There are many versions of the tale, of how a man named John Wesley Huddleston became the first person to find diamonds in the soil of this jewel-rich crater near Murfreesboro, Arkansas, dubbing him the “Diamond King.”
The most well-known iteration of the story starts in 1906: Huddleston, an illiterate, middle-aged farmer, was working the soil of his turnip field on his 243-acre farm when he uncovered two strange, shiny yellow and clear stones. Not knowing what they were, Huddleston tested them on his grinding wheel, which he was told could shape anything but diamonds. As he worked the stones against the wheel, he saw that they left impressions in the wheel, and sent them off to be appraised by a jeweler in Little Rock.
Today, the site of his discovery, Crater of Diamonds State Park, is the only diamond mine in the world that’s open to the public, and you can keep what you find.
The park is the remnant of a series of dramatic geologic shifts and vicious volcanic activity dating back 3 billion years ago. High temperatures and pressures between 60 and 100 miles below the Earth’s crust crystallize carbon into diamonds. Then an explosion of gas and fragments during the formation of the volcanic vent known as the Prairie Creek diatreme brought these rocks and minerals up from deep in the earth.
The 83-acre funneled crater was left behind where the airborne material settled, preserving precious diamond stones in the soil. There the jewels remained for centuries, until Huddleston, lucky “Diamond John,” found the first stones.

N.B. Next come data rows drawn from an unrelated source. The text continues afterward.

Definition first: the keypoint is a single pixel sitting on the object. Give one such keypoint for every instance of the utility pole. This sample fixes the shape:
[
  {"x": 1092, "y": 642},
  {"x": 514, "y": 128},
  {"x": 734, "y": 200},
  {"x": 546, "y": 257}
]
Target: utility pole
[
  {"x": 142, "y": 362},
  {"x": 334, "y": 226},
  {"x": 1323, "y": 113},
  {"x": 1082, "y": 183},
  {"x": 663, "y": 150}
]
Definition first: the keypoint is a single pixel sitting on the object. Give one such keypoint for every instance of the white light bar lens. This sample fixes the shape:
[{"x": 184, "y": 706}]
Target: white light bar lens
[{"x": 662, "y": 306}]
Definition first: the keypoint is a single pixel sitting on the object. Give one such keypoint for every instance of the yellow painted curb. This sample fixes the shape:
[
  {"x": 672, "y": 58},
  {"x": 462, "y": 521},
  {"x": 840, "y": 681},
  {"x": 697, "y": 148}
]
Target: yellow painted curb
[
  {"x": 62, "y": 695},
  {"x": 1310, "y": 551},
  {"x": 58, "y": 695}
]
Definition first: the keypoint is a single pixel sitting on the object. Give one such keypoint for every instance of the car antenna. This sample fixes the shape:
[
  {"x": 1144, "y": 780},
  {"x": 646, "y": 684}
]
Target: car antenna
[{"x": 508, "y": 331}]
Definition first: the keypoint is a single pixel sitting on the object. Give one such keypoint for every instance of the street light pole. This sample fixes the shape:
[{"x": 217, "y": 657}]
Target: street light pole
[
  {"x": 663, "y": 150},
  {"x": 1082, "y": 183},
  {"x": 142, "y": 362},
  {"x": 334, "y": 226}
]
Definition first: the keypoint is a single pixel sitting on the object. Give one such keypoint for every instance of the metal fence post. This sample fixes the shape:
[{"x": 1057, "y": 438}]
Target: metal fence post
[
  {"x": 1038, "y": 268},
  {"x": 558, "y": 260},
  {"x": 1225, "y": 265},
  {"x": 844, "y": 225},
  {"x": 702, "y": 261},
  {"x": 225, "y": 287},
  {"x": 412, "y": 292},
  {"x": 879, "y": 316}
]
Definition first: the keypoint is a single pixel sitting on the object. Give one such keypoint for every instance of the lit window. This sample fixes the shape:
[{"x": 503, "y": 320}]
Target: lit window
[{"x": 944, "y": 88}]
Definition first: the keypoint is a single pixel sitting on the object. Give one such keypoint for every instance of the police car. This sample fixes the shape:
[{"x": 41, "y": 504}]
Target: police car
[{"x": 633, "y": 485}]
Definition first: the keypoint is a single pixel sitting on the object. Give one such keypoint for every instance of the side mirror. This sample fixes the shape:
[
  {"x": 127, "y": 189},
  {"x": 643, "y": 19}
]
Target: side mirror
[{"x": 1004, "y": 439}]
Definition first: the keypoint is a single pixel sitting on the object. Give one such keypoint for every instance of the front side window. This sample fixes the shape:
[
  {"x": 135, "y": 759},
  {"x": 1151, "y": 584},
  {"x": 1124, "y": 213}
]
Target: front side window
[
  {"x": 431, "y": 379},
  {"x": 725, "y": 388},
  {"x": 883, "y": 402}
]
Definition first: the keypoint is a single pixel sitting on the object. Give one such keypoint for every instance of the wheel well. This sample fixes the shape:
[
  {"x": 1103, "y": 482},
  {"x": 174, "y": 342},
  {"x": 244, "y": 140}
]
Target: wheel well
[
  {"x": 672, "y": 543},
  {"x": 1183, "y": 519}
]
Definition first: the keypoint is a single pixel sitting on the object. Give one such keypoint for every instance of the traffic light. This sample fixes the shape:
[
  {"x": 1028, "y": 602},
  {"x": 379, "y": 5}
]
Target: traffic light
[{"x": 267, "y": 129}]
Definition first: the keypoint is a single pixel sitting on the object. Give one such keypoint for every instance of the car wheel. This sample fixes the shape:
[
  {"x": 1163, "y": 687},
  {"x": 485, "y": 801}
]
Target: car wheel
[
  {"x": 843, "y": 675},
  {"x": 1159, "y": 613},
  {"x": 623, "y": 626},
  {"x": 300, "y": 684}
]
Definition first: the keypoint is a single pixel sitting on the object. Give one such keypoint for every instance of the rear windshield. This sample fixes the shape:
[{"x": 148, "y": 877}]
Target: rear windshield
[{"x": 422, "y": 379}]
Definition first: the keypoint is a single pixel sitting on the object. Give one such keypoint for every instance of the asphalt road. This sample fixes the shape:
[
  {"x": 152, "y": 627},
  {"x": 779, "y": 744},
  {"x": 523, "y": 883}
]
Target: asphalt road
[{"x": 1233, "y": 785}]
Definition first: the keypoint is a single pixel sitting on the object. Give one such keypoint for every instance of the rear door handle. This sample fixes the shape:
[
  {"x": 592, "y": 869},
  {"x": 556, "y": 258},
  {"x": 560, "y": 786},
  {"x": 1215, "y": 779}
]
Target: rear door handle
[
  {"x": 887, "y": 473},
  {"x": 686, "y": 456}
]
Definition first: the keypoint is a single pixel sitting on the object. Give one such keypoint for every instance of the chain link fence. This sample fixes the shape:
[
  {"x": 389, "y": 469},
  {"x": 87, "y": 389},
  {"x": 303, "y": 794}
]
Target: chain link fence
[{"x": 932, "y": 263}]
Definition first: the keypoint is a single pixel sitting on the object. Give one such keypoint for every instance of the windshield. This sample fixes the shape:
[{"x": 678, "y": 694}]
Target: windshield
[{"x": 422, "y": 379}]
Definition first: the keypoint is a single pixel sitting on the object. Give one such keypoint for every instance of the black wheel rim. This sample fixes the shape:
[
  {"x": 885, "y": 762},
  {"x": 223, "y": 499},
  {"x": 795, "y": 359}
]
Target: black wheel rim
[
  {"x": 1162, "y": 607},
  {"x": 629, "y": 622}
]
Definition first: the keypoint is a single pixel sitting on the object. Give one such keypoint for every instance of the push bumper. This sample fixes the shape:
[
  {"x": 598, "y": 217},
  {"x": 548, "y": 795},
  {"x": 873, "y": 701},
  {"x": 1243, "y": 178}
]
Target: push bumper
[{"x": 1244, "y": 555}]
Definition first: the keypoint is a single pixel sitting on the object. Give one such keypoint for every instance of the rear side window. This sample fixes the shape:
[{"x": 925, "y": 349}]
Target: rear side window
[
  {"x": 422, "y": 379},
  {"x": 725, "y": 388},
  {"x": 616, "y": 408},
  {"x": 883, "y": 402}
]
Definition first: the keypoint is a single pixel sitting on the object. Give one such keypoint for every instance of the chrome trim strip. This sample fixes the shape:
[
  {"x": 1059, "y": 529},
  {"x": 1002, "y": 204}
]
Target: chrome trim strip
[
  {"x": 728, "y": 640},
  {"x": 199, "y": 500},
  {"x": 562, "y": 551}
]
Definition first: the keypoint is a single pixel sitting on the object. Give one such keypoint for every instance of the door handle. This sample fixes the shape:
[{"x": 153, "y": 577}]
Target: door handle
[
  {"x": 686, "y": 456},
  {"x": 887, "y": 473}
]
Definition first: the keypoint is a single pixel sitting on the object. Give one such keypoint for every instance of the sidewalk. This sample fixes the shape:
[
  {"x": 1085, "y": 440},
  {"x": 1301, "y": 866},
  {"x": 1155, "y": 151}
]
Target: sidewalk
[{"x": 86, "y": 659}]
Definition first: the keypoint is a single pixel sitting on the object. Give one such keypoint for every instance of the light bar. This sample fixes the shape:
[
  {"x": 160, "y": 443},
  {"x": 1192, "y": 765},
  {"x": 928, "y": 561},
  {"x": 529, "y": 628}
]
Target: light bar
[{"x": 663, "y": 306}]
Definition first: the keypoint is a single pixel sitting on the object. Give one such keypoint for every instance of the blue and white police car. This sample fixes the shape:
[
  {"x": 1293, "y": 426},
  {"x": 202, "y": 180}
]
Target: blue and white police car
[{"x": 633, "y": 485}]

Huddleston became nationally famous for his discovery. The two diamonds he found were appraised by the jeweler, who determined that the diamonds weighed 2-⅝ carats and 1-⅜ carats. Originally purchasing the land for $1,000 and a mule, Huddleston made a nice profit when he sold his farm for $36,000 to Little Rock investors who turned the area into a commercial diamond mining site. The news of the diamond mine brought many fortune seekers to Murfreesboro — reports and newspapers indicated that hotels in the area had to turn visitors away because they were overbooked.
Since Huddleston, hundreds of diamonds have been found in the crater. In 1999, officials reported the count at 471 of the precious stones. Many historical diamond discoveries have also come from the site: The 1.09-carat Strawn-Wagner diamond that received the highest, Triple Zero grade (a stone that has perfect symmetry, polish, and proportions), the 4.25-carat Kahn Canary diamond worn by Hillary Clinton during her husband’s presidential inaugural gala, and the 40.23-carat white Uncle Sam Diamond, the largest diamond ever found in the United States.
(Most recently, the park was the site where the 8.53-carat Esperanza diamond was found in June 2015. After it was cut into a 4.6-carat triolette shape, the Esperanza was valued at approximately $500,000.)
The land has been handed over to many different owners, until it was purchased by the state for $750,000 in 1972 and turned into the 911-acre Crater of Diamonds State Park. About 37 of those acres are open to the public to dig for diamonds.
On average, two diamonds are found per day at the park. It’s common to see children digging for diamonds and visitors sifting through the soil. But there are a number of diamonds that go unaccounted for. Among the kids and tourists, there is a group of regular, local diamond hunters that don’t report their findings. They can be spotted digging deep holes and donning neoprene gloves and boots.
As for Huddleston, unfortunately, his luck quickly ran dry. He spent most all of his money on bad investments and he died very poor around 1936. Today, the farmer’s discovery is honored by the state park, which marked off the site where he found the crater’s very first diamond.